Je trouve qu’il y a beaucoup plus de joueurs de qualité, qualité individuelle intrinsèque, technique. Ensuite il y a les projets de jeu qui sont déjà bien définis sur chaque équipe, chaque club, avec vraiment des intentions de jeu propres à chaque club, puis c’est défini et surtout appliqué de façon très efficace. Donc je trouve qu’on se rapproche du haut niveau, du monde pro. On voit surtout le nombre de joueurs qui ont côtoyé la Ligue 1, la Ligue 2 et le National. En N2 on les voit de plus en plus donc naturellement que la différence se fait là, dans la maîtrise offensivement et défensivement. Il y a de la qualité aussi, avec beaucoup de systèmes à cinq quand même, donc c’est difficile de marquer des buts. Mais néanmoins il y a beaucoup de qualité offensivement.
Lors de votre recrutement on a remarqué que plusieurs joueurs arrivaient des Chamois Niortais, club qui a disparu pour fusionner avec un autre. Est-ce qu’on peut dire que d’une certaine façon vous remplacez un peu les chamois ?
Alors au fond de moi, dans mon esprit, on ne pourra pas remplacer les Chamois Niortais, déjà par rapport à l’histoire qui a été unique. C’est un club qui détient les records du nombre de matchs en Ligue 2, c’est un club emblématique de Ligue 2, emblématique de la ville de Niort. Nous, très humblement je vous le dis, à Chauray, qui est une commune de l’agglomération du niortais, on essaye juste de construire un parcours, une aventure, une histoire dans ce club. Après, le fait que je sois 20 ans aux Chamois Niortais fait que oui j’ai croisé des joueurs, donc j’ai une fibre. On transpire l’essence des Chamois Niortais, maintenant ça ne remplacera pas l’histoire ni le club. On essaye juste de recréer du football sur le niortais avec nos moyens et avec notre esprit. On est un peu pauvres de football en Nouvelle-Aquitaine, on le voit, donc aujourd’hui on se retrouve un peu comme un club référent. Pour un club comme Chauray, se retrouver référent de Nouvelle-Aquitaine c’est quand même extraordinaire. Donc c’est un rôle à assumer, à surtout travailler et à pérenniser. C’est quand même dommage car c’est la Ligue où vous comptez le plus grand nombre de licenciés, et aujourd’hui on est l’une des plus pauvres quand même en termes de haut niveau. C’est un créneau qu’on a pris, on doit l’assumer et c’est très difficile par rapport aux autres clubs. On ne joue pas du tout dans la même cour en termes de budgets, qui vont parfois du simple au triple, ou au double en tout cas. A nous d’avoir des armes, et ça passe par le jeu et l’esprit, l’état d’esprit surtout.
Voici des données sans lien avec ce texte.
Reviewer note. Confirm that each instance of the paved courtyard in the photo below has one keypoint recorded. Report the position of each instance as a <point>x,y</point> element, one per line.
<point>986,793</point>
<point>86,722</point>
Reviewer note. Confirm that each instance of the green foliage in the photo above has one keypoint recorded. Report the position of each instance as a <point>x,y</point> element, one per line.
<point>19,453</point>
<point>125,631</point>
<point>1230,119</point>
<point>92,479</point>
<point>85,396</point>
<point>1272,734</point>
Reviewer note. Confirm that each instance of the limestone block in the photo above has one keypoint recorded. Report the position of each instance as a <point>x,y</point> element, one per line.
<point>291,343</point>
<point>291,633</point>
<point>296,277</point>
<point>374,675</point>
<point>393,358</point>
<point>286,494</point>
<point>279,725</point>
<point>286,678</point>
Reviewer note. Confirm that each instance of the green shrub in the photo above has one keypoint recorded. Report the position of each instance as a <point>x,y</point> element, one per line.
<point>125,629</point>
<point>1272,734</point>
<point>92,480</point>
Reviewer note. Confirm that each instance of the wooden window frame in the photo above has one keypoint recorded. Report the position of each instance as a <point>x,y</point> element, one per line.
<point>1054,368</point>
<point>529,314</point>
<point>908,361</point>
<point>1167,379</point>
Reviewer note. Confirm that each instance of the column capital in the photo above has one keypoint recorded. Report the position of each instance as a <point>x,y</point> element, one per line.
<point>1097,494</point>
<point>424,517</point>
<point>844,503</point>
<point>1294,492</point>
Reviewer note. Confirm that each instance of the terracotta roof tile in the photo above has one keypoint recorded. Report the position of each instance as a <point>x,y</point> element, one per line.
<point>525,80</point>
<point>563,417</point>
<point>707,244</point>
Parmi vos recrues, Jérémy Grain, attaquant qui évoluait aux Girondins la saison dernière. Comment cela s’est fait ?
C’est qu’on se connaissait de l’époque des Chamois, quand j’étais dans le staff des Chamois Niortais en Ligue 2. Il était sous contrat donc c’est comme ça qu’on s’est connus à l’époque. Après il a suivi sa route, et naturellement sur sa vie, sa carrière, il avait besoin de retrouver un club dans ses racines, dans ses origines. Niort était à l’origine de sa belle-famille déjà, elle est issue de Niort. Étant sur Bordeaux, naturellement que la connexion s’est faite. Parfois le football offre ce genre de retrouvailles.
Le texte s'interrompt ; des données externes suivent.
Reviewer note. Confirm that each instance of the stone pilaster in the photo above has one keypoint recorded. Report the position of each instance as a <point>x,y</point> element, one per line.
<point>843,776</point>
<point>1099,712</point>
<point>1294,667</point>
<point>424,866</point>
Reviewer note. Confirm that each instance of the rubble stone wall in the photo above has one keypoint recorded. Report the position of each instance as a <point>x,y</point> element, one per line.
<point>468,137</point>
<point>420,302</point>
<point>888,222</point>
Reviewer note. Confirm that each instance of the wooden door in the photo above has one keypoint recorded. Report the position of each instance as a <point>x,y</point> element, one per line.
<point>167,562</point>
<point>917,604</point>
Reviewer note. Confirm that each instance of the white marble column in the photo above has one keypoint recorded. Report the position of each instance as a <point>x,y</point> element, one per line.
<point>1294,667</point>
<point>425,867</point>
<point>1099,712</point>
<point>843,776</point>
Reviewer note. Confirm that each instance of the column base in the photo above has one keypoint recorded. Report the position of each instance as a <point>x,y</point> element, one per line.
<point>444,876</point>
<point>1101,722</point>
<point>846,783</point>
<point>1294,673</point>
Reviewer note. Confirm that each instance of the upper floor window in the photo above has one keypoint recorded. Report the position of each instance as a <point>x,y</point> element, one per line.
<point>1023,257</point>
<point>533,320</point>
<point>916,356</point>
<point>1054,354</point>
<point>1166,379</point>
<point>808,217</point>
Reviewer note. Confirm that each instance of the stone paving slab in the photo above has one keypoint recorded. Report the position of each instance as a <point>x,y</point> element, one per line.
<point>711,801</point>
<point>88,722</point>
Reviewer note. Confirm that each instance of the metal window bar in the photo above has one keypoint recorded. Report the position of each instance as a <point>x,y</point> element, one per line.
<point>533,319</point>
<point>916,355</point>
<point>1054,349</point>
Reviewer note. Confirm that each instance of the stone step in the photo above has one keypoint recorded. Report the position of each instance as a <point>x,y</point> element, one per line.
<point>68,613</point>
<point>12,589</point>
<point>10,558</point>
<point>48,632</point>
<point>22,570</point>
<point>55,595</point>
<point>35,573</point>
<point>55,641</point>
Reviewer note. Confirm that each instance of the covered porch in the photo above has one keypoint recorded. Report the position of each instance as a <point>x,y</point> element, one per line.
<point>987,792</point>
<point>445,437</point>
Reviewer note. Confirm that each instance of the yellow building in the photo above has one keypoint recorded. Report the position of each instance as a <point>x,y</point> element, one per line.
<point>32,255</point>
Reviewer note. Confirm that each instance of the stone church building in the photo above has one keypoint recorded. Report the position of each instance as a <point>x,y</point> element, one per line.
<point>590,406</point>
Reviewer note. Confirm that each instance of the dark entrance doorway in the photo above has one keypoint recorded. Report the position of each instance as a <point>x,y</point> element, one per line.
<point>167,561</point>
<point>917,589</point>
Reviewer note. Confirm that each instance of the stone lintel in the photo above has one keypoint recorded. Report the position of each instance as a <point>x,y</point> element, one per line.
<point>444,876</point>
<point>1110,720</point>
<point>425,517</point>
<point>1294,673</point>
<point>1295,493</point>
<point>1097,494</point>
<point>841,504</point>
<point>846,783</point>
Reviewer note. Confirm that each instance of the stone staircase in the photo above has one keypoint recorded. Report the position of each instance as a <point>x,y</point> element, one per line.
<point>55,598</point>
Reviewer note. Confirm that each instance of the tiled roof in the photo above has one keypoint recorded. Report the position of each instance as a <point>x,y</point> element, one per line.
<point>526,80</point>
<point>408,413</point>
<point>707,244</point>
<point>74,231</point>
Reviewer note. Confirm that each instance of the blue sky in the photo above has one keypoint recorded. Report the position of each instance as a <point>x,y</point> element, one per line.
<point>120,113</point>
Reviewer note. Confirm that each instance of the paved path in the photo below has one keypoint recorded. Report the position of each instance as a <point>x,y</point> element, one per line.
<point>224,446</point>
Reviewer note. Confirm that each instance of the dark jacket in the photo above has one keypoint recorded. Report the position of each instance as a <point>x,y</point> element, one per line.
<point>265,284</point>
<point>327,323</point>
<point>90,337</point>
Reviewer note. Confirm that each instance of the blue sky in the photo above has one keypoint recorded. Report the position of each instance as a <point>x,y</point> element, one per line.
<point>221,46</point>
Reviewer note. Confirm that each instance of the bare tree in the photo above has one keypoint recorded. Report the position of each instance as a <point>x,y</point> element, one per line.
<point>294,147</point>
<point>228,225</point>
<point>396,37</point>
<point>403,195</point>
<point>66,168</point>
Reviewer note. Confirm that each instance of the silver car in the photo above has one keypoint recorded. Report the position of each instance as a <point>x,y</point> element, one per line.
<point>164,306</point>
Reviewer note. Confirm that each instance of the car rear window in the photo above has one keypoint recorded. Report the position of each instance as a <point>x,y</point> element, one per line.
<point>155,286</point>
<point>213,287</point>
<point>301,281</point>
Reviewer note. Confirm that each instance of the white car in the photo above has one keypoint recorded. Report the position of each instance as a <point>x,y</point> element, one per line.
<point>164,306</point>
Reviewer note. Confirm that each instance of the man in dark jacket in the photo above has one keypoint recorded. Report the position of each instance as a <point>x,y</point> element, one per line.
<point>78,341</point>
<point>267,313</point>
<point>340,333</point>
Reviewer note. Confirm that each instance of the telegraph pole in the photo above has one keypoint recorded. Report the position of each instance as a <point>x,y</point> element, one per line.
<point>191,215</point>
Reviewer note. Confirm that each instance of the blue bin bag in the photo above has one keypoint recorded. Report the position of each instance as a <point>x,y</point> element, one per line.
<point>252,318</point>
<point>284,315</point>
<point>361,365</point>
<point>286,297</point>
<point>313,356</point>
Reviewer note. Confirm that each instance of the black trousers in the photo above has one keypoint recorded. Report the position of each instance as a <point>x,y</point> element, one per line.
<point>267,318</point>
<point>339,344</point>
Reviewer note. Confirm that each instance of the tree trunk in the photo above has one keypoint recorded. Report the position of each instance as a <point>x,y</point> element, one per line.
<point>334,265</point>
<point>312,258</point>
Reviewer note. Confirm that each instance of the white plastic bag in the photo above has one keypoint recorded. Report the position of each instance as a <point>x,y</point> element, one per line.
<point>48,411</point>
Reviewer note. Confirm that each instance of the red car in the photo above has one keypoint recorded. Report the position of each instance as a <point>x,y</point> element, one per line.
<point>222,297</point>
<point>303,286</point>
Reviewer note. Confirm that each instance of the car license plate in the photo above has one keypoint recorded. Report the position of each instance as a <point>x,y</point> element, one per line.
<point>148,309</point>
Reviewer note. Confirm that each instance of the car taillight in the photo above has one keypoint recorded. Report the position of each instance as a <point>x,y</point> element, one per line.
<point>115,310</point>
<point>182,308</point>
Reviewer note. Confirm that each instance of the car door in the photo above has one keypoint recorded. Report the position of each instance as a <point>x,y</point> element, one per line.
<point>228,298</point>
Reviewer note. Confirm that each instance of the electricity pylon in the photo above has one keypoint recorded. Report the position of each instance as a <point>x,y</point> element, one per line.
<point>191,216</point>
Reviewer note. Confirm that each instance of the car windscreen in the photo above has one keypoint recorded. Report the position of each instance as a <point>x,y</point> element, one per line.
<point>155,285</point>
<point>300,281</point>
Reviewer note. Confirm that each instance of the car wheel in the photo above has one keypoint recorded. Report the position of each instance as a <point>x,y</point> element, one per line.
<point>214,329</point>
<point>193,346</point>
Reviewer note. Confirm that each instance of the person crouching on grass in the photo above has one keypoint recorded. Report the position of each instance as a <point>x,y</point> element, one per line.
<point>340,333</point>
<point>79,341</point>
Quels sont les points forts de Jérémy ?
Ses points forts, c’est que c’est déjà un très bon technicien. Il a une vitesse de pied, vitesse de frappe, c’est un buteur. Il est déjà à deux buts chez nous. C’est un joueur techniquement vif, il entre dans les petits espaces, il est intelligent tactiquement, avec une grosse culture footballistique. Il est capable de s’adapter à plusieurs systèmes et il est capable de jouer pour les autres donc c’est très important. C’est un joueur qui joue pour les autres. C’est très important aujourd’hui pour nous par rapport au projet de jeu. Bien sûr, il apporte de la maturité, de la lucidité et de la maîtrise sur le nouveau championnat qu’on découvre avec nos joueurs. Je pense qu’il va être content de vous retrouver (rires). Jérémy, c’est son club de cœur donc naturellement que pour lui c’est un match important, non pas par rapport à ce qu’il s’est passé l’année dernière. Mais il va jouer à René Gaillard, là où il a tout connu entre guillemets, là où il a construit sa carrière au début. Et de jouer contre les Girondins de Bordeaux, qui est son club de cœur, c’est un ensemble pour lui.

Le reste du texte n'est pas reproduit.